The National Communications Commission (NCC) yesterday approved Mao Te International Investment Co’s acquisition of Eastern Broadcasting Co (EBC), one of the nation’s leading cable TV stations.
The commission said that the company must submit a revised business plan based on the promises Mao Te chairman Chang Kao-hsiang (張高祥) made when he visited the commission’s office last week.
These include maintaining the independence of EBC’s news channels, retaining media professionals to manage the network, raising the annual program production cost from NT$300 million to NT$450 million (US$10.3 million to US$15.4 million) over six years and increasing the starting salary for employees to at least NT$30,000, commission spokesman Weng Po-tsung (翁柏宗) said.
Photo: Wang Yi-sung, Taipei Times
These promises must be part of the network’s revised plan, which it has to submit to the commission for approval, Weng said.
Chang acquired EBC last year from its two largest shareholders — Eastern Media International and Carlyle Group, which held 27 percent and close to 65 percent of its stock respectively.
As the deal involved a foreign investor disinvesting in a local firm, it required the approval of the Investment Commission, which gave its okay yesterday afternoon.
In related news, cable system operators yesterday opposed the NCC’s proposal to adopt a tiered pricing system for charging subscribers, saying it would interfere with their right to handle their own property.
That would mean cable operators cannot deny channel operators the right to form their own channel packages for cable subscribers to choose from and to set the subscription fee for each channel, Cable Broadband Institute in Taiwan chairwoman Gloria Peng (彭淑芬) told a public hearing.
That would be an invasion of the right of cable system operators to handle their own property, as well as infringe on their freedom of speech, Peng said.
Taiwan Broadband Communications legal counsel Lin Chih-feng (林志峰) said that his company has invested NT$13 billion building cable systems and bandwidths.
“Should these facilities not be counted as our property?
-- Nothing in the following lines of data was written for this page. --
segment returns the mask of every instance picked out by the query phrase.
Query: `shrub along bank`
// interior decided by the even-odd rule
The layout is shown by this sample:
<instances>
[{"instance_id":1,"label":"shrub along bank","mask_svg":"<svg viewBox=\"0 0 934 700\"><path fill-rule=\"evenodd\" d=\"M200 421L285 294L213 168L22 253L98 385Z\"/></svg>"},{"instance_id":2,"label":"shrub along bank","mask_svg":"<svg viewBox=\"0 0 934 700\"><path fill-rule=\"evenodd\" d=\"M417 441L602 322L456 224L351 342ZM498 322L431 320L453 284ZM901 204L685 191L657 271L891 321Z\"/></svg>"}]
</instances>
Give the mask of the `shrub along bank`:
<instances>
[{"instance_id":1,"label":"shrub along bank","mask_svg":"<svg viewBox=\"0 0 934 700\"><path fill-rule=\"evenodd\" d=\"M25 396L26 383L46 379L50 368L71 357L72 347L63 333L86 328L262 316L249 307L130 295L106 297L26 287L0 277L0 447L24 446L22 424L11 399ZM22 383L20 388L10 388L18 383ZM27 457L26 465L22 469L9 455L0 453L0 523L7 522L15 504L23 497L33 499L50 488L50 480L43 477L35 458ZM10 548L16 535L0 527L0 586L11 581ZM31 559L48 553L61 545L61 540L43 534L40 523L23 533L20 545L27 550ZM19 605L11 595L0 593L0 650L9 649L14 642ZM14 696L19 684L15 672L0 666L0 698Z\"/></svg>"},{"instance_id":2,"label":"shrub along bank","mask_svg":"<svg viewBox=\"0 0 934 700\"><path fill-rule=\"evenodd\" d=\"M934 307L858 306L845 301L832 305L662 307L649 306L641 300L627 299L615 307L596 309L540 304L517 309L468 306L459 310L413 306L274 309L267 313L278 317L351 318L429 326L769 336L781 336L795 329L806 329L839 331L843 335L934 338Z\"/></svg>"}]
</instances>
If the NCC cannot refuse any a la carte plan or ban channel operators from offering channel packages for subscribers, will that not be an invasion of our right to conduct business?” Lin said.
The NCC has recognized that channel operators should have the right to set channel subscription fees, instead of making it an exclusive right of cable system operators, EBC legal counsel Wang Chiu-ping (王秋萍) said, questioning how this constitutes invasion of cable operators’ right to handle their property and do business.
The NCC can revise the law and make this a legal right of channel operators, Wang added.
Channel operators have never received their fair share of the profits in their partnerships with cable systems, and this has not changed, despite the switch from analog to digital service, Satellite Television Broadcasting Association secretary-general May Chen (陳依玫) said.
“Cable operators have invested a lot to revamp their facilities, but now they have a chance to develop value-added services with their digital operation,” she said.
“They should start paying channel operators reasonable content fees,” she added.